Connaissance du cosmos : un état des lieux
Il y a 70 ans, l’Homo sapiens a entamé le chemin pour s’extraire du sol terrestre et partir vers ce ciel qu’il observe depuis si longtemps. On s’accorde à considérer que l’ère spatiale a commencé en plaçant Spoutnik sur orbite. En sept décennies, notre civilisation est passée d’une simple sphère émettant un laconique «bip-bip» à des humains de plusieurs nations installés dans une Station spatiale internationale sans interruption depuis près d’un quart de siècle.
Par Marie Ange Sanguy, rédactrice en chef du magazine Espace et Exploration
L’affirmation selon laquelle l’astronomie est une école de la modestie reste un grand classique. Cette mère de toutes les sciences nous a appris que la Terre n’est pas le centre de la création et que le firmament ne tourne pas autour d’elle. Notre monde orbite autour d’une étoile banale située dans une galaxie qui n’a rien de remarquable, sorte d’univers-île perdu dans un vaste océan d’autres galaxies innombrables.
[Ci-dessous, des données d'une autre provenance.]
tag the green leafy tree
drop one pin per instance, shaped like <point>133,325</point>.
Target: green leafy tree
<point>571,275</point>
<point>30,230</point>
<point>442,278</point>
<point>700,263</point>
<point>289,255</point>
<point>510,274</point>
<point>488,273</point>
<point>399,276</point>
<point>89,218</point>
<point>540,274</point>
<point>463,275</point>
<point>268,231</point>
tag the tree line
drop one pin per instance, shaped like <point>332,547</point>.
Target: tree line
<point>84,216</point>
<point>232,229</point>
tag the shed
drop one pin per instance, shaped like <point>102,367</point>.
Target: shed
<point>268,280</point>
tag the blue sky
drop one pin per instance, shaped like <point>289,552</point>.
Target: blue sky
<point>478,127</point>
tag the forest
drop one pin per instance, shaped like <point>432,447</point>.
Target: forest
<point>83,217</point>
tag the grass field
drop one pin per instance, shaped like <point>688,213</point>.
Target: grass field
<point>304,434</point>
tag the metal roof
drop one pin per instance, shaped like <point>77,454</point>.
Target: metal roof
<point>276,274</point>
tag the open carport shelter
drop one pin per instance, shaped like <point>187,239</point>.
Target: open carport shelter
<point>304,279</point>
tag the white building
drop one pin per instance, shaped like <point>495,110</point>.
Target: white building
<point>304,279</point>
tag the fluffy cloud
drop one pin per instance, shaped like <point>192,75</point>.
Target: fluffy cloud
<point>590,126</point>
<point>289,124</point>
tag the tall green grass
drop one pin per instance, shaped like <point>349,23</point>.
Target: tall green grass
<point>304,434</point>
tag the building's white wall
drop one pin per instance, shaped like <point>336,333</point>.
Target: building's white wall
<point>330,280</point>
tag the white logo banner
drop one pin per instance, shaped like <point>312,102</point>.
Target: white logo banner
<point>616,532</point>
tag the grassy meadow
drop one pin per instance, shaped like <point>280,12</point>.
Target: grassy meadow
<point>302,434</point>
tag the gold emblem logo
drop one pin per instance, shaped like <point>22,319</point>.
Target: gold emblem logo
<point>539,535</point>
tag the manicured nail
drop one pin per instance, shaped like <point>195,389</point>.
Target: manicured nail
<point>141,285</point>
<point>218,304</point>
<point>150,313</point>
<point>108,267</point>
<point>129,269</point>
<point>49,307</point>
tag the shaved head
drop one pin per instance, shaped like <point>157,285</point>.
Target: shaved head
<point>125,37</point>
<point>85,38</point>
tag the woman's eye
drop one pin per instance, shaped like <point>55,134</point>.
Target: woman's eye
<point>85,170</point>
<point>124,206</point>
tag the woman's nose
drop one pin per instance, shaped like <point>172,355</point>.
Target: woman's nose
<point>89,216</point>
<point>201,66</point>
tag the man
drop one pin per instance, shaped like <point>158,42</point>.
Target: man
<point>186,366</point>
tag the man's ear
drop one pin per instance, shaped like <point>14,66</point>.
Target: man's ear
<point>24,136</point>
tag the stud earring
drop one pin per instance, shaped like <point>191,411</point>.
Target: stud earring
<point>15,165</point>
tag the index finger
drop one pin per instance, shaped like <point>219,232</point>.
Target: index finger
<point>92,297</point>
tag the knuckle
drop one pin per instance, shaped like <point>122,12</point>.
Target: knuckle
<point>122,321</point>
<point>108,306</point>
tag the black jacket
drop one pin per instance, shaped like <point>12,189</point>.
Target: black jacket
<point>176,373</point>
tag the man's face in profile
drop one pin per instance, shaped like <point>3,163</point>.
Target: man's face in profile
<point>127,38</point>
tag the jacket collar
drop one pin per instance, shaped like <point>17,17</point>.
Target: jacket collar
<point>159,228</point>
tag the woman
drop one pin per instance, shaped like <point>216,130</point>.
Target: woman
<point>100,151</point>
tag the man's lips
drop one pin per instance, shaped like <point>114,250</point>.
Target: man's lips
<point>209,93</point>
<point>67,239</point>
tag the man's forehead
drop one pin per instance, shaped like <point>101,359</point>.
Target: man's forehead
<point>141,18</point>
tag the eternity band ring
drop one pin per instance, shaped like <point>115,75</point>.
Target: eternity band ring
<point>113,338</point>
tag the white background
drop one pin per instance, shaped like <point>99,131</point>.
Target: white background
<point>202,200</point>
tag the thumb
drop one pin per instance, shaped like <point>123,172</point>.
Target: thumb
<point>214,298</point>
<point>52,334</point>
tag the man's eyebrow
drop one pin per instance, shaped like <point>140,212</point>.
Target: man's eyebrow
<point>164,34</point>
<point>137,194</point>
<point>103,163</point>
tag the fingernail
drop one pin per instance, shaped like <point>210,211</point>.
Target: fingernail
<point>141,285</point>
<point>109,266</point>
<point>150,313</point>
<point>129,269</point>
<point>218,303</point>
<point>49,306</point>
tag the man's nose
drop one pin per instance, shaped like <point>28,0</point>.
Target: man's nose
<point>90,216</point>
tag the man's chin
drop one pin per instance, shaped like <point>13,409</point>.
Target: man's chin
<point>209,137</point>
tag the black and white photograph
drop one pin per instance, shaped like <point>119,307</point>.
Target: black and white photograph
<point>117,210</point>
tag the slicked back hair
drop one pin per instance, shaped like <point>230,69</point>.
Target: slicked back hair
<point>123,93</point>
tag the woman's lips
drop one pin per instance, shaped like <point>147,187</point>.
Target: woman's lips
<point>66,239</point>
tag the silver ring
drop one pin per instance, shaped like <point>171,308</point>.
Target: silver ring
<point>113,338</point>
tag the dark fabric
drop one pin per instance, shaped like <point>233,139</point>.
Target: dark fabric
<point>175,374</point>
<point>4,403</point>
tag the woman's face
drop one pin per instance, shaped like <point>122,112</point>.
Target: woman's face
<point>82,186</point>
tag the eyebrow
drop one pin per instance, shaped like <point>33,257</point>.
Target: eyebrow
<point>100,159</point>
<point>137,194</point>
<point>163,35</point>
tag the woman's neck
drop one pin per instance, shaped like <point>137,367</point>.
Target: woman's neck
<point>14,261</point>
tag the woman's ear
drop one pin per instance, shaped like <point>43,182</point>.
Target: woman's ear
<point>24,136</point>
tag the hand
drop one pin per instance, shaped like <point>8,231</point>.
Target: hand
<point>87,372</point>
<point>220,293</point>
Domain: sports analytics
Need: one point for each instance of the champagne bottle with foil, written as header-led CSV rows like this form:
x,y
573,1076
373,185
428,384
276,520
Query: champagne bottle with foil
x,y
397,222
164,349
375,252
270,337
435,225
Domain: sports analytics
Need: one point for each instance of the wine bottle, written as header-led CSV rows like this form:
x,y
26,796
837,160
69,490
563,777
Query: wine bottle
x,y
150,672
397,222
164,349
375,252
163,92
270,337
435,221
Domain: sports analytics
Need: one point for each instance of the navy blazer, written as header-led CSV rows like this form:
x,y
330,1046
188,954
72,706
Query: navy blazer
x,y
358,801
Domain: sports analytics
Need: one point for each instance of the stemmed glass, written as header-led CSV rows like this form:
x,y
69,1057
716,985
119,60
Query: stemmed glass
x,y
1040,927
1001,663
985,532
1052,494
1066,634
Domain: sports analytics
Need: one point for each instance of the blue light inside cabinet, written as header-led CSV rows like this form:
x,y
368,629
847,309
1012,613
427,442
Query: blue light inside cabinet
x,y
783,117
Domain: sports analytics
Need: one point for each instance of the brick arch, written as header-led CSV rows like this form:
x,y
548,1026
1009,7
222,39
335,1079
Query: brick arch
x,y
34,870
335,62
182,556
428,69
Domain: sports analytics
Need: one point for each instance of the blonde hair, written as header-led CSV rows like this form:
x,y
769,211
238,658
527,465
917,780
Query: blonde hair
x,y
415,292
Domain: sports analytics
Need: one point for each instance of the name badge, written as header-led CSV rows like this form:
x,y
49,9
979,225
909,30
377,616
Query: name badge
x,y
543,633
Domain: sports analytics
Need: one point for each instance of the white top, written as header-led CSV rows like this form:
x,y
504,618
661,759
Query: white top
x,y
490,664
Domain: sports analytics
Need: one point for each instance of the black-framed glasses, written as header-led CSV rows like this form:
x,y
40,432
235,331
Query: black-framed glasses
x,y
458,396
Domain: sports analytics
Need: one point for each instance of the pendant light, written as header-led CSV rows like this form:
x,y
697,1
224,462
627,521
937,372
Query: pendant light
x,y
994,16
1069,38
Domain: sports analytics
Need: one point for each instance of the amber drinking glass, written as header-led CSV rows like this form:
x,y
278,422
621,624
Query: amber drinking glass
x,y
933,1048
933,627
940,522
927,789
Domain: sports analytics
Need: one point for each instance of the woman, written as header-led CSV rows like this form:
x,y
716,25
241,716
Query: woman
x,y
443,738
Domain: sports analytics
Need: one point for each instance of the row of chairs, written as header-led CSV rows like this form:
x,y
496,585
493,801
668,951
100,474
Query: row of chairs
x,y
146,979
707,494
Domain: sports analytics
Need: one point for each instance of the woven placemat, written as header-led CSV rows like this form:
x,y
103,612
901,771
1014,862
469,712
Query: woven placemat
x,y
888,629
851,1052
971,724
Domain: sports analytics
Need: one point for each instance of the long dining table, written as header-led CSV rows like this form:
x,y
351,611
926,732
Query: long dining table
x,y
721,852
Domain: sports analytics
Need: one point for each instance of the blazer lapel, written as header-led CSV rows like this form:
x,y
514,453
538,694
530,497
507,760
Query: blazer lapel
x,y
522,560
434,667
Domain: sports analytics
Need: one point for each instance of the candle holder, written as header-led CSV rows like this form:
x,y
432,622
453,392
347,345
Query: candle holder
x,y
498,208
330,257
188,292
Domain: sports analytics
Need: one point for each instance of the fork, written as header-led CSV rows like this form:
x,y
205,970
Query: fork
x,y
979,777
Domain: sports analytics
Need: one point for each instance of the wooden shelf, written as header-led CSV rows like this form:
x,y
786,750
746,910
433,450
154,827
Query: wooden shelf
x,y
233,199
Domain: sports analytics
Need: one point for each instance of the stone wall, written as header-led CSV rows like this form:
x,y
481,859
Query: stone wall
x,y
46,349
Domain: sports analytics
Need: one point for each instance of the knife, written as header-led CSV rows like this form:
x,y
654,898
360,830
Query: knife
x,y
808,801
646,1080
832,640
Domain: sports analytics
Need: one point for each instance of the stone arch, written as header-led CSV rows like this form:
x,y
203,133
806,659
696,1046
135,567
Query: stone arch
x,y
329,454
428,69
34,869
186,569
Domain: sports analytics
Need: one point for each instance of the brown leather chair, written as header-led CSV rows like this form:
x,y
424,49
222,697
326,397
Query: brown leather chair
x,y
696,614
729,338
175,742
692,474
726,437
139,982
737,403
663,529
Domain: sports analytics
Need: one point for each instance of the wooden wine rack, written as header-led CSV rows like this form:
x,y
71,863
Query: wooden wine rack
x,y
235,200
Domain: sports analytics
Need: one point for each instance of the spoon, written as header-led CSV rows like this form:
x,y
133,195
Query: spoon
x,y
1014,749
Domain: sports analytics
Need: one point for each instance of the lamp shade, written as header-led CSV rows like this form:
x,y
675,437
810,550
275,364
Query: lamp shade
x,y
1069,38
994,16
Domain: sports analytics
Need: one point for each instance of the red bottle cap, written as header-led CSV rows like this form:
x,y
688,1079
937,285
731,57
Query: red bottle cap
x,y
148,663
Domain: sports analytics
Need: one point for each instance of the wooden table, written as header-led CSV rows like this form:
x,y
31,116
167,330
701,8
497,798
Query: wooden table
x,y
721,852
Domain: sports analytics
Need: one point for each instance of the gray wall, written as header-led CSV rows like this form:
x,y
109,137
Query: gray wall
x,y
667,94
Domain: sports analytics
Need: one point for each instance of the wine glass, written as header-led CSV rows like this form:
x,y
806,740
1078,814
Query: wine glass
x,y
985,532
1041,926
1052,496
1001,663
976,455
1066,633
On aurait pu croire que parvenir à envoyer des sondes explorer les planètes du système solaire ou même marcher sur la Lune se serait traduit par une leçon de l’astronautique en contradiction avec celle de l’école de la modestie. Après tout, la course à l’espace, devenue course à la Lune entre les États-Unis et l’Union soviétique dans les années 1960, se caractérisait par une volonté de démonstration de puissance. Et pourtant.
Les nombreuses photographies de la Terre, appuyées par les témoignages des astronautes, ont en fait prolongé la leçon de modestie de l’astronomie. Tout ce qui nous semble si important s’avère surtout insignifiant au regard du cosmos. On pense bien sûr à l’extraordinaire cliché de William Anders lors d’Apollo 8 montrant la Terre et son bleu vivant au-dessus de la grise désolation de la Lune. Une photo qui n’était nullement prévue, que l’on doit donc à une initiative d’Anders et dont l’impact démontre ce que l’humain apporte à l’exploration spatiale. N’oublions pas le portrait de famille pris par Voyager 1 et accompli voici 35 ans, le 14 février 1990. Oui, c’est un engin robotique qui l’a réalisé, mais l’idée vient de l’astronome américain et talentueux vulgarisateur Carl Sagan. Cette série d’images montre les planètes aperçues par la caméra d’une sonde voguant à plus de six milliards de kilomètres de nous (Voyager 1 est bien plus loin maintenant). Notre monde y occupe moins d’un pixel baigné dans la lueur du Soleil, inspirant à Sagan l’expression pale blue dot (point bleu pâle) ainsi qu’un texte poignant, toujours d’actualité. Notamment cet extrait : « Songez aux fleuves de sang déversés par tous ces généraux et ces empereurs afin que, nimbés de triomphe et de gloire, ils puissent devenir les maîtres temporaires d’une fraction d’un point. »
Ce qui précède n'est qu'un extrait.